酒瓶の割れる音

 リンフーは急いでシンフォを家へ連れ帰った。


 口を水でゆすがせ、寝台に横にならせた。酒もしばらくはやめるように言いつけた。


 いつものシンフォなら多少ごねたかもしれない。だが今は文句一つ言わずに従った。


 現在、シンフォは寝台で寝息をたてていた。


 こういう時、医術の知識があれば上手いこと処置できたのだろう。それができない自分がなんだか情けなかった。


 いや、あれは本当に、何かの病気なのだろうか?


 酒に酔ったとは考えられない。人間離れした酒豪であるシンフォが酔って吐くなど滅多にないし、吐くとしてももっと気持ちよく吐いていた。だが今回は少し異常な、病的な吐き方だった。


 発端はなんだ?


 あの異国の酒でないとするなら、発端は……


「……フイミンさんに、会ったこと?」


 そうだ。あの銀色の幼女と遭遇する直前まで、シンフォは心から笑っていたのだ。状況から判断するに、フイミンが原因であるとしか考えられない。


 彼女はシンフォを「リーリエ」と呼んでいた。かつて彼女自身が引き分けた相手の名前だ。


 二人はかつて、戦ったことがあるのだろうか?


 だが名前が違う。断定はできない。けれどシンフォのあの反応が、二人の間に「何か」があると雄弁に表しているのは確か。


 ……いずれにせよ、すべてはシンフォに尋ねなければ分からない。


 シンフォのことを思い、あえて今まで問わずにいた「過去」。


 自分で自分をロクデナシだと吐き捨てるほどの「過去」。


 今こそ、それを訊くべき時なのかもしれない。


 だが、今は休ませておくべきだろう。少し気持ちが戻ってから、勇気を出して話を訊くとしよう。


 すぐに答えが出ないことがもどかしい。


 自分も少し、気を落ち着けなければならない。


「シンフォさん……ボク、庭で鍛錬してるから、何かあったら呼んでくれ。あと、今日は酒は控えてくれよ」 


 そう言って、庭へ出た。


 リンフーは【天鼓拳てんこけん】の型を練り始めた。


 武法名と同じ名を持つただ一つの型を、半ば現実逃避するように行った。


 時間が経つのも忘れ、型を何度も練り続ける。


 気がつくと、空が夕方の片鱗を見せていた。


 庭の井戸で水を汲んで裸の上半身にかけて汗を洗い落とし、手拭いで水を拭う。それから手製の稽古着を着直し、家へと戻った。そろそろ風呂と飯の用意をしなければ。

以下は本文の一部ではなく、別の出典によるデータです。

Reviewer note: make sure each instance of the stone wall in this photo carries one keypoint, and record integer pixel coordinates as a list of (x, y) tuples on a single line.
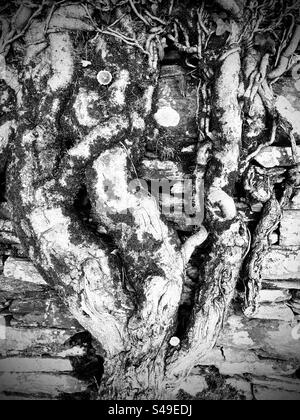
[(44, 353)]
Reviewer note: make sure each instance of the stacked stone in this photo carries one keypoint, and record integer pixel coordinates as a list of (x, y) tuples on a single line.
[(43, 350)]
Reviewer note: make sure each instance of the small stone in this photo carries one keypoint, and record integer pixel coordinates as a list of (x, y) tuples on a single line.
[(174, 342), (257, 207), (104, 77), (281, 264), (167, 117), (192, 272), (271, 157), (194, 384)]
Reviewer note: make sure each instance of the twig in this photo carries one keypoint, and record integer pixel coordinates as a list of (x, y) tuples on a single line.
[(171, 7), (260, 147), (155, 18), (16, 37), (137, 13), (286, 55)]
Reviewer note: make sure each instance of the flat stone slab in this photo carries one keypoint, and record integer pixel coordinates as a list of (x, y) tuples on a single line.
[(40, 384), (290, 228), (157, 169), (274, 296), (280, 312), (22, 269), (282, 264), (27, 364), (272, 156), (282, 284), (33, 341)]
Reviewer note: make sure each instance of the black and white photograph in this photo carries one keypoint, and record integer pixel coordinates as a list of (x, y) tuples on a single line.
[(150, 203)]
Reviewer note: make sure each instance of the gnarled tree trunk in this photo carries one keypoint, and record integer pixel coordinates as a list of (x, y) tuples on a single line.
[(92, 94)]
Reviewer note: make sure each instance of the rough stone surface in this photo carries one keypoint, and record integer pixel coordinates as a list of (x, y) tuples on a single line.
[(23, 270), (34, 340), (40, 384), (35, 365), (272, 156), (282, 264), (290, 228), (280, 312), (273, 296)]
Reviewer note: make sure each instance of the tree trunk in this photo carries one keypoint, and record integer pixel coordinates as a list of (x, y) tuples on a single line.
[(108, 102)]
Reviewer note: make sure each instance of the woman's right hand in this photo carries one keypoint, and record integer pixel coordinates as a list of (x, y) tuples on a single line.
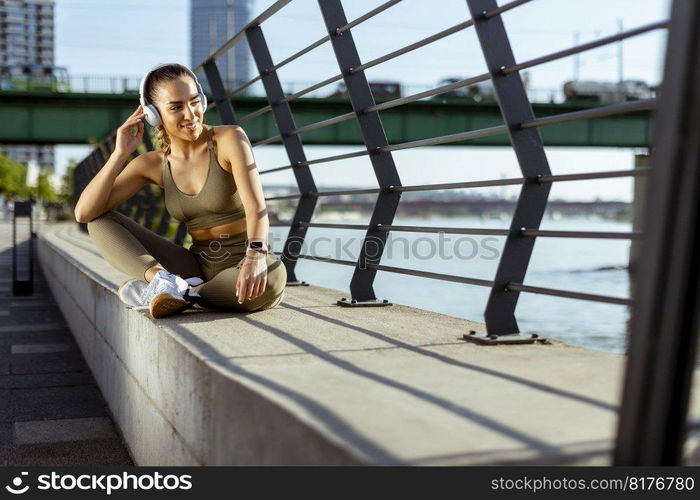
[(126, 140)]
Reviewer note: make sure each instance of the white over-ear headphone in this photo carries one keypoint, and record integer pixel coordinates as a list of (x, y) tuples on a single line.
[(152, 116)]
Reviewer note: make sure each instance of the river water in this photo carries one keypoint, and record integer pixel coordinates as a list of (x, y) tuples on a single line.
[(585, 265)]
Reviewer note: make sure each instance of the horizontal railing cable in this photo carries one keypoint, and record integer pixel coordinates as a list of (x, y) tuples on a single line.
[(416, 45), (593, 175), (428, 93), (445, 139), (427, 274), (585, 46), (519, 287), (247, 84), (323, 123), (365, 17), (580, 234), (317, 86), (269, 140), (447, 230), (588, 114), (255, 113), (504, 8), (333, 225)]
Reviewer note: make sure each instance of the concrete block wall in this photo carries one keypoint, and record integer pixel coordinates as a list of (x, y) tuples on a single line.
[(171, 405)]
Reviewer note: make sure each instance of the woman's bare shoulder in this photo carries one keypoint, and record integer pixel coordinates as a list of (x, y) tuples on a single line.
[(150, 165), (227, 131)]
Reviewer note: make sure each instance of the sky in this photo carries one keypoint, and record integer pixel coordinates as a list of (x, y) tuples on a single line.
[(126, 37)]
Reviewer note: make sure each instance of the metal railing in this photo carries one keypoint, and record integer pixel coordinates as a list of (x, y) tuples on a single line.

 夕飯は消化の良いものを作ってあげよう……献立を思い浮かべながら家へと入る。


 入った途端、酸味の強い酒の匂いが鼻をついた。


 食堂に入ると、そこには椅子にふんぞり返って酒杯をあおるシンフォの姿があった。卓上には、大量の酒瓶が並んでいる。


「な……何やってんだよ!? 今日は酒は控えろって言っただろ!?」


 リンフーはそう非難するが、聞く耳持たずとばかりに、今度は酒瓶に直接口をつけて煽りだした。口端から無駄に流れ落ちるのも構わず飲む。


「やめろってば!」


 シンフォの手元から酒瓶をひったくる。だがシンフォは別の酒瓶を掴み、天高く持ち上げて飲み始めた。それは飲むというより、浴びているかのようだった。


 明らかに異常な飲み方だ。まるで酒がないと呼吸すらできないとばかりに。


 リンフーはそれも奪い取り、卓上に置いてから叱りつけた。


「一体何をやってるんだ!? 体に毒だぞ、そんな飲み方!」


 瞬間、リンフーの耳元を酒瓶が横切った。あさっての方向の壁に当たり、バリンッと割れた。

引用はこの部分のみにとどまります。